Durant ces deux, trois derniers jours avant notre départ, plusieurs personnes se sont un peu moqués de nous, comme quoi on va commencer notre beau périple par 10 jours de pétole – ça veut dire la tempête du beau temps avec zéro de vent. Franchement, même si je n’aime pas particulièrement naviguer au moteur, j’ai trouvé qu’un ou deux jours tout cool seraient plutôt bienvenus, histoire de se mettre bien en selle, pour braver ensuite les vagues et les ouragans. Mais je ne l’ai pas dit à voix haute, car une « voileuse » est censée d’adorer les rafales du vent, gonflant les voiles tels les ballons de baudruche et l’écume de vagues gisant sur le pont. Je fais la moue en disant « Mais, non… »

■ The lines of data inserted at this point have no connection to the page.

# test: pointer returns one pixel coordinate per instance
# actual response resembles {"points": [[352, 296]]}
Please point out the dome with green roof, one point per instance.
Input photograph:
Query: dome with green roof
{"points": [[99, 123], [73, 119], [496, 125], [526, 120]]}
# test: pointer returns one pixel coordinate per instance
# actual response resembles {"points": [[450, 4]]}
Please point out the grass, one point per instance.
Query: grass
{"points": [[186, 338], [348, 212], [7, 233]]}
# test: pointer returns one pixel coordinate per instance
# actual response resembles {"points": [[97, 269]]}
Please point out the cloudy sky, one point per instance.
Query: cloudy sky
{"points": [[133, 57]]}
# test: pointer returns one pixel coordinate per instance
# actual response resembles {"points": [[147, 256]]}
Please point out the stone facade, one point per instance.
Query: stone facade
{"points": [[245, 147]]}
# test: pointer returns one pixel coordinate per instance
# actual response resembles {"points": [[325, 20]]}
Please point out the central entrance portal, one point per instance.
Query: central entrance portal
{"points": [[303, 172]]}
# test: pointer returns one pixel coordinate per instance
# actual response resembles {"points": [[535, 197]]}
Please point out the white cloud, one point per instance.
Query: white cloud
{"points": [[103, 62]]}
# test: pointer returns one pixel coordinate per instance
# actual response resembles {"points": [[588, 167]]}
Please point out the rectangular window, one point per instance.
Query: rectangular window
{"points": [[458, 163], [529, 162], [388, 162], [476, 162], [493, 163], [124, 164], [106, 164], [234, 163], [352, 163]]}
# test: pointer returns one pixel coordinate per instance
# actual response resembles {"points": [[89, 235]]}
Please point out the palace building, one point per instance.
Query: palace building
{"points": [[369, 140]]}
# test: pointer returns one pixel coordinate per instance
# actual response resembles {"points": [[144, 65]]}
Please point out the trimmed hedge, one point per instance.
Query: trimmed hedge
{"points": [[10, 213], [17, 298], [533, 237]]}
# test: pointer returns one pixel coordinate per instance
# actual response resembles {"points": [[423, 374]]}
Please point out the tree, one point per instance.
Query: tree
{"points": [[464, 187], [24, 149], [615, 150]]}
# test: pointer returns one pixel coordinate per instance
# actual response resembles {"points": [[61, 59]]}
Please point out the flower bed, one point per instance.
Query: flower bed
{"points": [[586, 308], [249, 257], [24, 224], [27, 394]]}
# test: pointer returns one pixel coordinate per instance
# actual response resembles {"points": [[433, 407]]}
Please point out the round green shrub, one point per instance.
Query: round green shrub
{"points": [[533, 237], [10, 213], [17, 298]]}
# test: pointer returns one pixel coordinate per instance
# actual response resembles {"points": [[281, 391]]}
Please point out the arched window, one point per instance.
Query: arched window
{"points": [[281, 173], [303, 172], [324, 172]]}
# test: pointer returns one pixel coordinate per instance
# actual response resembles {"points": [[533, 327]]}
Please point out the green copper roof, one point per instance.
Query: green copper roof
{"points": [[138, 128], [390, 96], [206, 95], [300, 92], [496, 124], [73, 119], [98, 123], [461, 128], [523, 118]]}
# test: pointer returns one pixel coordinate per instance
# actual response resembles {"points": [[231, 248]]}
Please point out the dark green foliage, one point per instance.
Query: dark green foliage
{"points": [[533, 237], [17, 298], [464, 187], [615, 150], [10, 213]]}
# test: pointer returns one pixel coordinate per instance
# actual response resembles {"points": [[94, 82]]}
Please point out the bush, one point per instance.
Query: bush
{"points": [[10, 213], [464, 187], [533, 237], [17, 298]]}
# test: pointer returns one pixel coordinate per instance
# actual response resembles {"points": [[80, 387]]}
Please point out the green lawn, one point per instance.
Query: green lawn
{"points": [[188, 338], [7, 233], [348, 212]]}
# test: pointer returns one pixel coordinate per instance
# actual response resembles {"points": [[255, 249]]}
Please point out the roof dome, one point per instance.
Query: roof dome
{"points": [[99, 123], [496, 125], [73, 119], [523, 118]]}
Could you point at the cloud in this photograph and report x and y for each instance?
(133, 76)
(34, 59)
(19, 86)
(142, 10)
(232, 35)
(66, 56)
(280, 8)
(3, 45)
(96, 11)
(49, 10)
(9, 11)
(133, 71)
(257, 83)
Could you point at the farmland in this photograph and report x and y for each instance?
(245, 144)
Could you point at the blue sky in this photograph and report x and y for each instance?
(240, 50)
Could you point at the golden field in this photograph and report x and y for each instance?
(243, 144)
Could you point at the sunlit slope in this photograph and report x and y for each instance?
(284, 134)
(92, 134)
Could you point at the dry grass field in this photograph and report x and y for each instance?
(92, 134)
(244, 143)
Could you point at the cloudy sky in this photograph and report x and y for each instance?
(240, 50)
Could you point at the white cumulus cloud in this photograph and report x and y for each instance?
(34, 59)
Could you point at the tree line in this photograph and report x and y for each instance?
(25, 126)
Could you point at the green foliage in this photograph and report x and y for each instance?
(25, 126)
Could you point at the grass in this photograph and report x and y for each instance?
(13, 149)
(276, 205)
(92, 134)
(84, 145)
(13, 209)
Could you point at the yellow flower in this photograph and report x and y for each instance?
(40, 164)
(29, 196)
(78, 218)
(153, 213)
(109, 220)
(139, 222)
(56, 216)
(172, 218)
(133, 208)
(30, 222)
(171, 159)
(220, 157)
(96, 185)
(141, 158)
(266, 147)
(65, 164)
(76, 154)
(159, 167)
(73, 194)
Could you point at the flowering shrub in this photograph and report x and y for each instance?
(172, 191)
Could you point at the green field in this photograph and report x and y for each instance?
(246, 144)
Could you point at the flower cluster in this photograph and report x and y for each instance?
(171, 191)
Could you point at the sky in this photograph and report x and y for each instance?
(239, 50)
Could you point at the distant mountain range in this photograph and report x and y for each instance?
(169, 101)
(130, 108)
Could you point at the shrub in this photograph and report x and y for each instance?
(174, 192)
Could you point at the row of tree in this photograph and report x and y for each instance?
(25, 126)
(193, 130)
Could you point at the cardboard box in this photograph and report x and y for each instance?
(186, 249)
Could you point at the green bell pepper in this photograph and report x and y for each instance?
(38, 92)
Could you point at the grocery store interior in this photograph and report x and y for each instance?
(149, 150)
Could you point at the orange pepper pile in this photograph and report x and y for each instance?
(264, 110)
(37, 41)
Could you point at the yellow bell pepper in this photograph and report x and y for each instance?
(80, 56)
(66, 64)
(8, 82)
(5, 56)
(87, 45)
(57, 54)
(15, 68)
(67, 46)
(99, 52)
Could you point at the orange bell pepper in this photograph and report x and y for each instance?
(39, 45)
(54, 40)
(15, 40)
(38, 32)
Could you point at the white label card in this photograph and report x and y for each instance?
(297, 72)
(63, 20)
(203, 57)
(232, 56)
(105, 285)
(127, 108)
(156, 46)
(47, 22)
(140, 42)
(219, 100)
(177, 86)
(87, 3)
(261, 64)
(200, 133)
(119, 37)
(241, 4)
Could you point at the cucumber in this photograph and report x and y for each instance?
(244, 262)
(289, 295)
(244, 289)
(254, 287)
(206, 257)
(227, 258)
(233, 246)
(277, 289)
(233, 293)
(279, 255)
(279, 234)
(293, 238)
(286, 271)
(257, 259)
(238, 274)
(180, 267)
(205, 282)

Une fois partis, je suis assez confiante et sereine en m’installant à ma place habituelle, sur la banquette bâbord, avec mon appareil photo sous la main et quelques bons bouquins, en donnant les ordres au plus jeune matelot (Yes!) d’enlever et de ranger le pare-battages. On voit le port s’éloigner peu à peu et un petit, mais tout petit brin de nostalgie s’installe, de quitter notre terre d’accueil et nos amis si chers… On dépasse tranquillement le Lion de Mer et là… le vent se met à souffler en atteignant quelques 18–20 N (environs 35 km/heure pour les néophytes), ce qui n’est pas énorme en soit, mais assez surprenant quand on a prévu un voyage à plat, au moteur. Patrick met les voiles (au sens propre du terme) et le bateau se couche sur un flanc, en rangeant de façon radicale l’intérieur du bateau. C’est pour cette raison que je n’aime pas particulièrement les débuts de nos traversées, car le bruit de choses qui « se mettent en place » selon Patrick, ou plus simplement qui tombent, m’enlève une partie de la joie de navigation.

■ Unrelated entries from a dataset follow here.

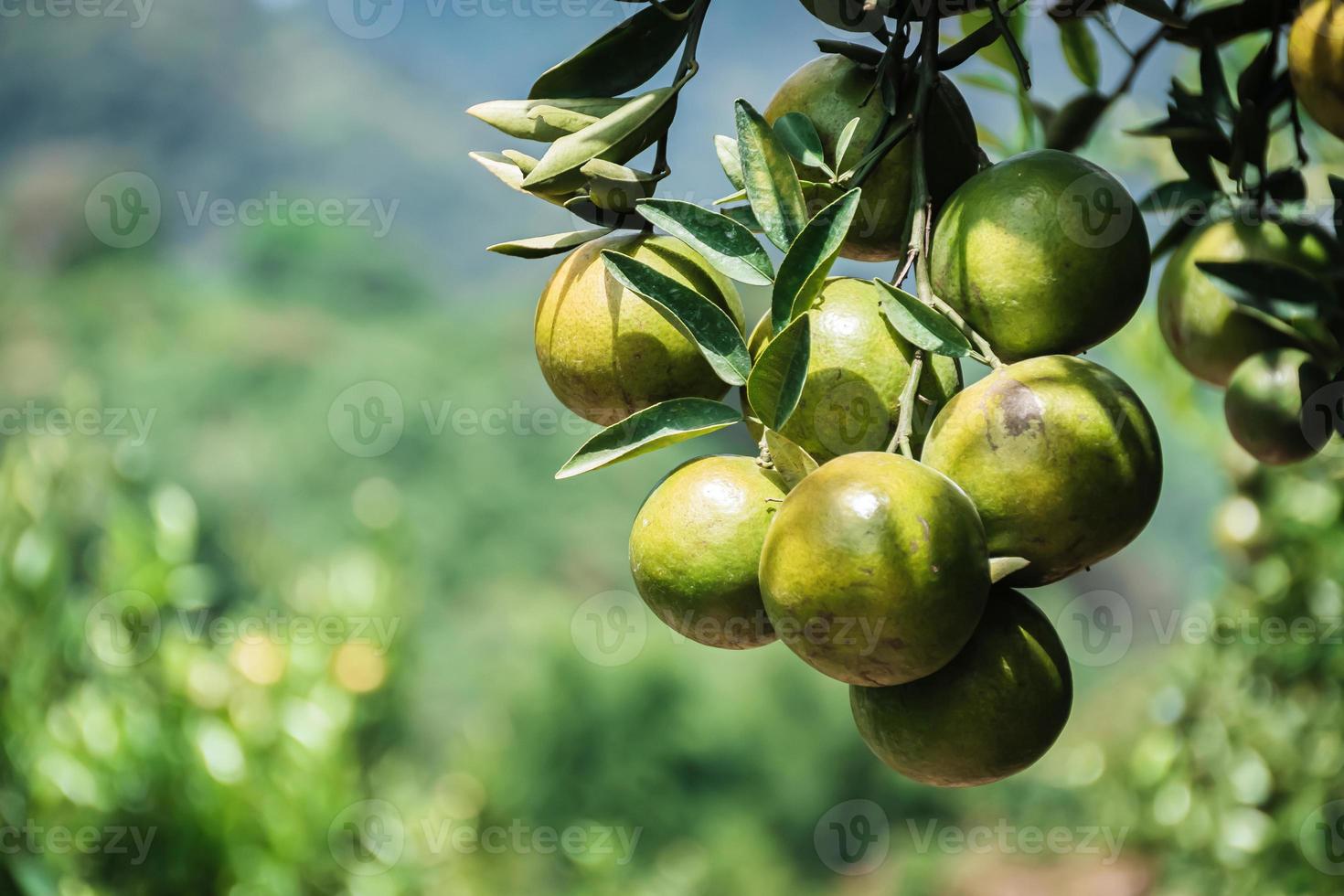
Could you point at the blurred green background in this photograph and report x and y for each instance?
(291, 603)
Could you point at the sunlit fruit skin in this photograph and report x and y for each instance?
(1060, 457)
(606, 352)
(875, 570)
(1043, 254)
(1264, 404)
(1316, 62)
(857, 371)
(695, 549)
(989, 713)
(1200, 323)
(832, 91)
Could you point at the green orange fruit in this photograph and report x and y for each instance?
(989, 713)
(1041, 254)
(1316, 62)
(832, 91)
(1060, 457)
(875, 570)
(1265, 400)
(606, 352)
(857, 371)
(695, 549)
(1203, 326)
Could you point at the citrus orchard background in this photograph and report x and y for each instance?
(383, 652)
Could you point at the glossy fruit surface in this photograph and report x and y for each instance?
(695, 549)
(1041, 254)
(1060, 457)
(989, 713)
(875, 571)
(606, 352)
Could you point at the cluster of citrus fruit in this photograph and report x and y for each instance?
(1252, 301)
(891, 574)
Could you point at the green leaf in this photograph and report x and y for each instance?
(1081, 51)
(1338, 191)
(1212, 80)
(745, 217)
(730, 160)
(777, 379)
(528, 119)
(548, 246)
(843, 143)
(769, 179)
(1176, 197)
(804, 269)
(648, 430)
(624, 133)
(1003, 567)
(709, 326)
(1283, 291)
(621, 59)
(800, 139)
(728, 245)
(791, 461)
(1156, 10)
(923, 325)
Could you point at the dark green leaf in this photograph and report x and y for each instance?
(728, 245)
(1275, 289)
(921, 325)
(648, 430)
(778, 375)
(1212, 80)
(769, 177)
(1081, 51)
(1285, 186)
(859, 53)
(548, 246)
(1338, 191)
(621, 59)
(709, 326)
(804, 269)
(800, 139)
(791, 461)
(1157, 11)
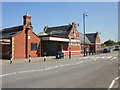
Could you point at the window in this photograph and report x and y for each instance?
(33, 46)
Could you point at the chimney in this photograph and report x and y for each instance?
(27, 19)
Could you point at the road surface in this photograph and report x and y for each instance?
(95, 71)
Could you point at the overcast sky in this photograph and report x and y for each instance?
(102, 16)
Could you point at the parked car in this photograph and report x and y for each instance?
(106, 50)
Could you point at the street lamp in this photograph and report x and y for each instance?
(69, 47)
(84, 15)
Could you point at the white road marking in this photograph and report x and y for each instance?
(55, 66)
(109, 57)
(8, 74)
(115, 57)
(113, 82)
(102, 57)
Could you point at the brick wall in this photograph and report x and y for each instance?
(21, 45)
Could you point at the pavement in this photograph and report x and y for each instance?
(95, 71)
(35, 60)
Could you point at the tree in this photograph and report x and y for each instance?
(109, 43)
(118, 43)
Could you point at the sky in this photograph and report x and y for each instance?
(102, 16)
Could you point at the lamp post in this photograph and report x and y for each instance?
(70, 48)
(84, 15)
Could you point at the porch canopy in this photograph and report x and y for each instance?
(57, 38)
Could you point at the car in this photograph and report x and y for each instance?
(106, 50)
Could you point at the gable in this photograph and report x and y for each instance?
(60, 30)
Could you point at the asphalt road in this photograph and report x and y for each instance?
(97, 71)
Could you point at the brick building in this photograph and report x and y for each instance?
(20, 41)
(64, 39)
(92, 42)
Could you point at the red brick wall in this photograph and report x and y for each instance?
(33, 39)
(19, 45)
(6, 50)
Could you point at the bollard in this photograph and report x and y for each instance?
(10, 60)
(29, 58)
(44, 58)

Heureusement, juste après le Dramont le vent se stabilise à 15 N, nous permettant de tester la nouvelle voile, pour l’instant étendue tout mollement sur le pont dans son emballage rouge et bleu. Ne nous sentant pas trop concernées avec Julie par le bricolage de son père à l’avant du bateau, on le laisse se débrouiller tout seul comme un grand avec le dépliage et le montage de la voile de 120 m carrés et on se concentre sur notre nouveau jeu, plutôt morbide : reconnaître uniquement par le bruit ce qui vient de tomber. Un livre, un verre (heureusement en mélamine), des couverts… Patrick nous interrompe au bout d’un quart d’heure : il a démêlé tous les coins de la voile et il ne nous reste que la hisser maintenant en haut du mât. Je me porte volontaire et j’attache le bout supérieur de notre gennaker à la drisse de spi. Oh-hisse, oh-hisse … au début c’est fastoche mais plus la voile grimpe, plus c’est difficile pour mes pauvres biceps et triceps, habitués en temps normal uniquement à l’effort de porter une fourchette et un couteau jusqu’à ma bouche. Ma la vision de mes bras bien galbés et musclés me donne de forces : Allez, oh-hisse !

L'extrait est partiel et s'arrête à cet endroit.